The Cosmological Argument for the existence of what, exactly?

I was chatting to a friend who isn’t agnostic in the “true” sense of the word, but is agnostic about what he believes regarding deity, and he had something interesting to say. We were talking about arguments for the existence of deity (I don’t like to say God since this implies a specific character and conception and produces a false alternative) and he revealed the worst argument he had ever heard: “the universe exists, therefore God must exist.”

Now you might believe there is a god, or even agree with the speaker, that it is the Christian God, yet realise how bad this is. You may even go as far as saying no intelligent person would accept this, but, many of our favourite apologists use a more sophisticated version known as the cosmological argument. This argument has various forms, but the simplest I’ve heard is what William Lane Craig (normally with much excitement) calls the Kalam Cosmological Argument, here it is:

Everything that has a beginning has a cause.
The universe has a beginning, therefore it has a cause.

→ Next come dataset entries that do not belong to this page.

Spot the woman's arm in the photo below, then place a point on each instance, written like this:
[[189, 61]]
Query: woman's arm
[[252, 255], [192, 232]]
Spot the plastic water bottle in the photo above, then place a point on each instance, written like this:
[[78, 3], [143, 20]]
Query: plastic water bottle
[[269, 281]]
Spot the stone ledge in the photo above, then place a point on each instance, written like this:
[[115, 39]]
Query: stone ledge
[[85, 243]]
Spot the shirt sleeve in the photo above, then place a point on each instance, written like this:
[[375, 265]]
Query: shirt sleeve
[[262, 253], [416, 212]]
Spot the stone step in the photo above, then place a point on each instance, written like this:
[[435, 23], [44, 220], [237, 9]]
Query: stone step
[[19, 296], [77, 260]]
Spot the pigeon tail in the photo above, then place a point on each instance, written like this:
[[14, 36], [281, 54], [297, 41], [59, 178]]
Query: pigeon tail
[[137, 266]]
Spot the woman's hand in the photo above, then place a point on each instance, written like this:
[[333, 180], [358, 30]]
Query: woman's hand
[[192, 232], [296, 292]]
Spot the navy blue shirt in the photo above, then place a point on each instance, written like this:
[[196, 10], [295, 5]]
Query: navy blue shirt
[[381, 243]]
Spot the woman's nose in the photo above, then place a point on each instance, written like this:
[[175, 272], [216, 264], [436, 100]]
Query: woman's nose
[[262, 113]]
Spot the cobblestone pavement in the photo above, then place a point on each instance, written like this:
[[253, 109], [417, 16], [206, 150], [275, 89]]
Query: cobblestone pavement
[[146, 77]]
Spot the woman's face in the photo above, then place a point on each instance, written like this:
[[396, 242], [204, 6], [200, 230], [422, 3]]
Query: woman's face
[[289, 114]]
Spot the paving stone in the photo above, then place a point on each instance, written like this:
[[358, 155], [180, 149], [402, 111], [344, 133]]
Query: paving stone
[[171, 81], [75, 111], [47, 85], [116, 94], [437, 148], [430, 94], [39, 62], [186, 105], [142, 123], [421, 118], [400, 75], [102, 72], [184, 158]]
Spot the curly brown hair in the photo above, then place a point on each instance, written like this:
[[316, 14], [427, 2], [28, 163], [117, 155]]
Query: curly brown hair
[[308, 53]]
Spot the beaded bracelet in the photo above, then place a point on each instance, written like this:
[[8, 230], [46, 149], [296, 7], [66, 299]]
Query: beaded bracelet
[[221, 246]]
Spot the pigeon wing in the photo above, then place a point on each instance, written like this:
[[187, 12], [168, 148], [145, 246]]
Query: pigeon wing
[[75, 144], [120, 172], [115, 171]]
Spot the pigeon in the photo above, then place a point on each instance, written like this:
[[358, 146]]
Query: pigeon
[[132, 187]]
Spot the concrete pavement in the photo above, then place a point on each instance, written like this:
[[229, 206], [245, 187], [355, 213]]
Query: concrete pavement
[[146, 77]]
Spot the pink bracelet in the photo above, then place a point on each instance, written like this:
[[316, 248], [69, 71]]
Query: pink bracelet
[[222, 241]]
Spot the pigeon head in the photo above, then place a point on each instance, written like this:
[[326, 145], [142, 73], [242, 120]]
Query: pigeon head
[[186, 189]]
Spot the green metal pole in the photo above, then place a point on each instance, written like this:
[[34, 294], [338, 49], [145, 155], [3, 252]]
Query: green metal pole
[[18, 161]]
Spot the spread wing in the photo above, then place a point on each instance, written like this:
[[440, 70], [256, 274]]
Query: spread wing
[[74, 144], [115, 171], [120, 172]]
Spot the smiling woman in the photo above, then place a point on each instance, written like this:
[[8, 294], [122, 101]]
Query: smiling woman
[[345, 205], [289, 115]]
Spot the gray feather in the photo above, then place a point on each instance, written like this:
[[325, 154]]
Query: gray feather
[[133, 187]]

I agree, this syllogism is a valid modus ponens deduction, and due to the expanding universe the idea that it had a beginning is seldom in question. So there is nothing wrong with the argument as I see it here, except I’m not sure what it’s supposed to prove. I can’t see how you go from cause to a god, let alone a Christian God. Since just about anyone will agree with that syllogism, you’re not far off claiming that the existence of a finite universe is evidence of a deity.

You would need to argue that the cause required an intelligence, which is what is argued in teleological (design) arguments. Since the finite nature of the universe, & the requirement for a cause, is seldom an issue, this seems like an unnecessary crutch for that argument.

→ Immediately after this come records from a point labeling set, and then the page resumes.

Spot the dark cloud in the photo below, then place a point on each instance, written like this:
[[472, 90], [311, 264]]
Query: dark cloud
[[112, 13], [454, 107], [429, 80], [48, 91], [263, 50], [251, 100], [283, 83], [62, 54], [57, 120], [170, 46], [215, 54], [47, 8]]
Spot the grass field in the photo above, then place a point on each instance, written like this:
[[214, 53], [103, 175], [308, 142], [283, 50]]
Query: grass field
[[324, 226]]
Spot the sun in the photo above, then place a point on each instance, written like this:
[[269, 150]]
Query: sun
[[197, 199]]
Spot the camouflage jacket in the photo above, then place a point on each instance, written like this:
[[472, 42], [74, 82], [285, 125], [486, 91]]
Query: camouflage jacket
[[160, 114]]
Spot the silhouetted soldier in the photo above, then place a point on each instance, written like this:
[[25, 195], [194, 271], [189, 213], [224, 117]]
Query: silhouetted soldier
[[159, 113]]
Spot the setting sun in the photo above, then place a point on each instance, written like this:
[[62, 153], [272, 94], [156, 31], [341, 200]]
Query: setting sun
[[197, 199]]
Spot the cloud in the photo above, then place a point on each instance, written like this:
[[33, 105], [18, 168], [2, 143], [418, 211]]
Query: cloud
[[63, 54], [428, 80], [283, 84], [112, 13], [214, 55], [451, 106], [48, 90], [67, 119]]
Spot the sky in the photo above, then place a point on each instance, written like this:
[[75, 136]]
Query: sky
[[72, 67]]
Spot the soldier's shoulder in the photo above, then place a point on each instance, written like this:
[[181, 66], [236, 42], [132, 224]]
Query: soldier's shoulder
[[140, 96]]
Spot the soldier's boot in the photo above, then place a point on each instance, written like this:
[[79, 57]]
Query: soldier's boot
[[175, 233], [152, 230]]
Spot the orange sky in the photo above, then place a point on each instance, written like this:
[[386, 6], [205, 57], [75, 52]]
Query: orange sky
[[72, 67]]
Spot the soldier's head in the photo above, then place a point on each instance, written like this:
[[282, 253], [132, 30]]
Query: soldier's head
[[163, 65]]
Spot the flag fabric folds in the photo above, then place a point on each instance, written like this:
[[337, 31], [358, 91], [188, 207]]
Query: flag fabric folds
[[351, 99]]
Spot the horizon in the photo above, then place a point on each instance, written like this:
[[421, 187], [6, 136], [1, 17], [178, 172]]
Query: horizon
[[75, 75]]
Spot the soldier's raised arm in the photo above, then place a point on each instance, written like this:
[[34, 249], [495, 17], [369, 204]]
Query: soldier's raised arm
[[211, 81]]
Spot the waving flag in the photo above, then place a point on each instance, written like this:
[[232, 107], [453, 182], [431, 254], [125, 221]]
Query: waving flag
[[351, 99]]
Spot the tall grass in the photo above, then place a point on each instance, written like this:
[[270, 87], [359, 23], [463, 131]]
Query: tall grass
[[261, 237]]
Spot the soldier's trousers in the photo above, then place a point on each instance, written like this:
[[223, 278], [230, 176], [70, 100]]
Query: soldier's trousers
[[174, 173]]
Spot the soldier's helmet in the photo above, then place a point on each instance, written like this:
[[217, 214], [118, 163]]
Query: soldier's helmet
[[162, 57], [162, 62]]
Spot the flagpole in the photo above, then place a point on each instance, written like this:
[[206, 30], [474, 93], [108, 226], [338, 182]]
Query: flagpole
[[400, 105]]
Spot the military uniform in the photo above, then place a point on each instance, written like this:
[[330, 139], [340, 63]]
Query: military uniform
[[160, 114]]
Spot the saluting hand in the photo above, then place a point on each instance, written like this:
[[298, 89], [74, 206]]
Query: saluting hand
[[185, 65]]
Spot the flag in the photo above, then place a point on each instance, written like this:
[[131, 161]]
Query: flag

In order to salvage something, theists will ask what other causes would be possible, which actually doesn’t require an answer. “I don’t know” doesn’t make your opponent wrong (it doesn’t make them right either). If Big Bang is offered, then you could respond with the theist’s version of the Ultimate Boeing 747 Gambit, and ask where the singularity came from. If they offer the same response you would, that it is eternal, they would be justified if eternity is not a long time, since before would be an irrelevant statement outside of time. I’m actually not the first person to see these problem ask wikipedia, which provides other arguments for both sides.

Here is the big issue, I agree with the users of the argument, it is logical. I also agree that there is some kind of deity (I even agree it’s the Christian God), my problem is, there isn’t a logical link between the first cause argument & the deity, except that God is already assumed to be the first cause by Christians, and let’s face it, what you believe isn’t evidence for what you believe.